Protesters held a demonstration in Budapest on Friday, demanding the resignation of president Katalin Novak and former justice minister Judit Varga's withdrawal from public life. The demonstrators gathered in front of the interior ministry to protest against Novak's presidential pardon granted to a former deputy head of a children's home in Bicske, near Budapest, who was convicted of being an accomplice in paedophile crimes.

Addressing the demonstration organised by the National Common Will group, Edit Simko, a teacher, stressed that “we don’t hurt, humiliate or blackmail children”. She said Novak and Varga had pardoned someone “who harmed those who were the most vulnerable”.

“The veil of propaganda has fallen, and the regime’s vile morality and false faith have been exposed,” she said.

“And Katalin Novak and Judit Varga were the faces of this disgrace, and they did all this as mothers.”

Gergo Kiss, a leading member of the Unified Student Front, said Interior Minister Sandor Pinter and investigators “still have work to do” in connection with the affair. He said the state “failed children in several ways” and should at least provide compensation.

The protesters later marched across Chain Bridge to the presidential Sandor Palace for a demonstration organised by opposition Momentum.

The demonstration in front of the ministry was attended by several left-wing politicians, including Socialist Party deputy leader Gabor Harangozo and co-leader Agnes Kunhalmi, independent MEP Istvan Ujhelyi, Parbeszed’s Marta V Naszalyi, the mayor of Budapest’s 1st district, Parbeszed group leader Bence Tordai and co-leaders Timea Szabo and Rebeka Szabo, LMP deputy group leader Antal Csardi, Democratic Coalition deputy leaders Laszlo Varju and Agnes Vadai, deputy group leader Gergely Arato and Gyula Molnar.
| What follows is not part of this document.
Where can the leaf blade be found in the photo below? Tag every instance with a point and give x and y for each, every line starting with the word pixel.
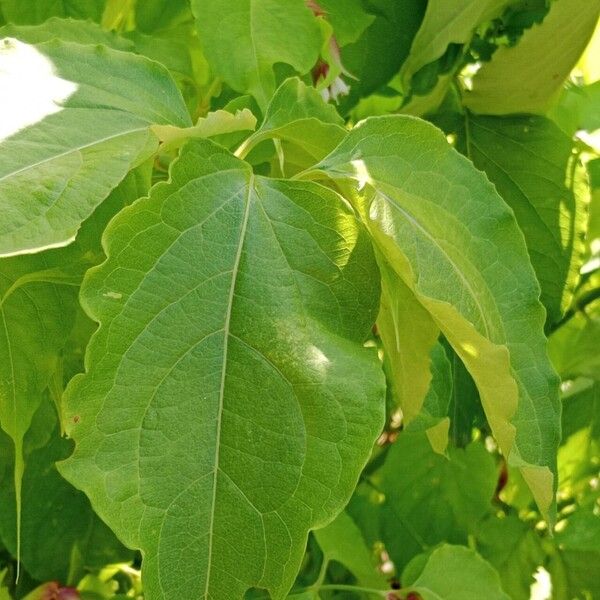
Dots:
pixel 276 390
At the protest in front of Sandor Palace, Momentum lawmaker Anna Orosz said Novak’s pardon had been an insult to the victims in the case. “It called into question our faith in a just world and the fundamental principle that we never harm children,” she added.

Orosz said they were protesting because the deputy director was pardoned after “sitting idly by for years as children were sexually abused”. The presidential pardon, she said, meant that he could now go back to being a teacher.
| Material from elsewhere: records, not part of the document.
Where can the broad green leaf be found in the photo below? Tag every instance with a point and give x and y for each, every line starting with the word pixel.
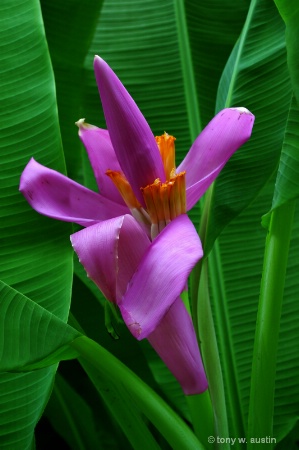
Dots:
pixel 31 337
pixel 289 11
pixel 286 186
pixel 123 388
pixel 35 254
pixel 213 28
pixel 256 76
pixel 235 269
pixel 69 29
pixel 72 417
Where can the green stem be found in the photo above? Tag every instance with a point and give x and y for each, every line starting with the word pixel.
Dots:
pixel 109 368
pixel 187 70
pixel 201 412
pixel 196 273
pixel 260 422
pixel 211 358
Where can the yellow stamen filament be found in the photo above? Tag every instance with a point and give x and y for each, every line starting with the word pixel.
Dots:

The majority of the victims live in difficult circumstances, but had the courage to speak out about what had happened to them, Orosz said. “And just as they were about to crawl out of the pit, they were pushed back in,” she added. “We’re here for the victims, to show solidarity with them.”
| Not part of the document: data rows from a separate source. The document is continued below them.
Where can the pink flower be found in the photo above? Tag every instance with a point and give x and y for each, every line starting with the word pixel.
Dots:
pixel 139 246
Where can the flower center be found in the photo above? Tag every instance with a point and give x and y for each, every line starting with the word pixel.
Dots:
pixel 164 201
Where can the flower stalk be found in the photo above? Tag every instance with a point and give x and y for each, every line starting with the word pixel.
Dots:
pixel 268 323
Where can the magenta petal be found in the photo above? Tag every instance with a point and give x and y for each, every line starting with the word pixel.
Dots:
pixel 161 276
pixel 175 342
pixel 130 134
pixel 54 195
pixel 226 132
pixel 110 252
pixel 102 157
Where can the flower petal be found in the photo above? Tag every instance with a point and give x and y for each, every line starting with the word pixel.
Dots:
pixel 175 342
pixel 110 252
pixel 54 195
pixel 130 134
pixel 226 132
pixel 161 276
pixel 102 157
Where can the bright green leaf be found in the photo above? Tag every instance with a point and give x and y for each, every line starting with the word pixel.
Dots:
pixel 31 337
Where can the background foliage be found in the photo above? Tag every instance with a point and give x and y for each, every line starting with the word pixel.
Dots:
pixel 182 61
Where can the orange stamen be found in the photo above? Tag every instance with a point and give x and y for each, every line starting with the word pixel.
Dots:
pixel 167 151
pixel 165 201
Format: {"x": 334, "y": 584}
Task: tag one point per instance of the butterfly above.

Parbeszed lawmaker Andras Jambor cited a survey that had found that 74 percent of Hungarians believe Novak should resign. He said what had happened at the children’s home was unforgiveable, and ruling Fidesz’s politicians “should have said so”.

Jambor said he was “sorry and ashamed” over what had happened, calling for “safety, a future and justice for children”.

He said his party will submit a proposal to parliament on strengthening child protection.

Rita Antoni, head of the Association for Women, said it was not just Novak and Varga who should take responsibility in the matter, but everyone who had failed to try to prevent it.

Attila Peto, a victim of sexual abuse by a priest, said Novak and Varga had “forgot to apologise to the victims”, and called on them to do so.

DK to initiate criminalising complicity in paedophile crime in European law

The opposition Democratic Coalition (DK) will turn to the European Commission initiating that any instance of assisting a paedophile crime should be defined as a crime in European law, an MEP of the party said on Friday.

DK wants a term meted out to any accomplice [in a paedophile crime] as serious as the term handed to the perpetrator of the crime itself, Klara Dobrev told an online press conference.

She called for strong guarantees preventing the release of any perpetrator who has been convicted of the sexual abuse of minors, adding that such offenders should also be prevented from going back to work with children.